Indeed, the 30-year-old defenseman did his best to say all the right things about the Arizona Coyotes, praising a roster that includes “a lot of young and promising players.”

MORE on the trade here

Described by some as the NHL’s best pure defensive defenseman, Hjalmarsson also gives the Coyotes good reason to be excited by a blueline that’s suddenly quite competitive. Consider the quartet that GM John Chayka helped assemble:

Hjalmarsson: An often-underrated part of the Blackhawks’ run. Consider some of the praise he received even before this move was made.

Oliver Ekman-Larsson: One of the league’s best-kept secrets, “OEL” ranks as one of the most dangerous scoring defensemen. At 25, he’s still deep in his prime.

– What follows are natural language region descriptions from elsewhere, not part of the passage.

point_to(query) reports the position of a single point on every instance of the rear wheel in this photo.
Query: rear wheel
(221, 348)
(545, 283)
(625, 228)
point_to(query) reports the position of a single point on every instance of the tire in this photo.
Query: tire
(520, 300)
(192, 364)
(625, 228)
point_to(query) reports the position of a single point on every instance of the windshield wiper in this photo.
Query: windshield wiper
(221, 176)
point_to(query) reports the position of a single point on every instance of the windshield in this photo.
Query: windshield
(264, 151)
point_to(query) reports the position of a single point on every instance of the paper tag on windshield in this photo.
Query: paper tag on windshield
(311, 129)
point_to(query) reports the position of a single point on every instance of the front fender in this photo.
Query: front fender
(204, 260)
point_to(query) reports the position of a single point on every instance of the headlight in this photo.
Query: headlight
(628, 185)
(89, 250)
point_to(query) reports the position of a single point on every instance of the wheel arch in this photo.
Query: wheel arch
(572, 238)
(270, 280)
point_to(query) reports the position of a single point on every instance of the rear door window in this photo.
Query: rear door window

Alex Goligoski: When you consider the Dallas Stars’ lost 2016-17 season, don’t dismiss the absence of “Gogo.” He might not be perfect, but the 31-year-old is the sort of puck-mover you need to excel in the modern game.

Jakob Chychrun: At 19, he’s already getting reps at the NHL level. The Coyotes could pair him with a veteran and watch him grow.

***

When you look at those four, in particular, it’s easier to see Hjalmarsson’s excitement as more than just lip service. It probably doesn’t hurt that the Coyotes also added Derek Stepan, another sign that this franchise is taking the next step after absorbing other franchises’ problem contracts in the likes of Dave Bolland and Pavel Datsyuk’s last year.

Granted, it will still be an adjustment, as the Coyotes are likely aiming for “respectable” while anything less that a deep run was unacceptable for the Blackhawks.

Still, Hjalmarsson has plenty of power to make this move more palatable than it may have initially seemed.

And, hey, who would blame him for circling Oct. 21 on his calendar?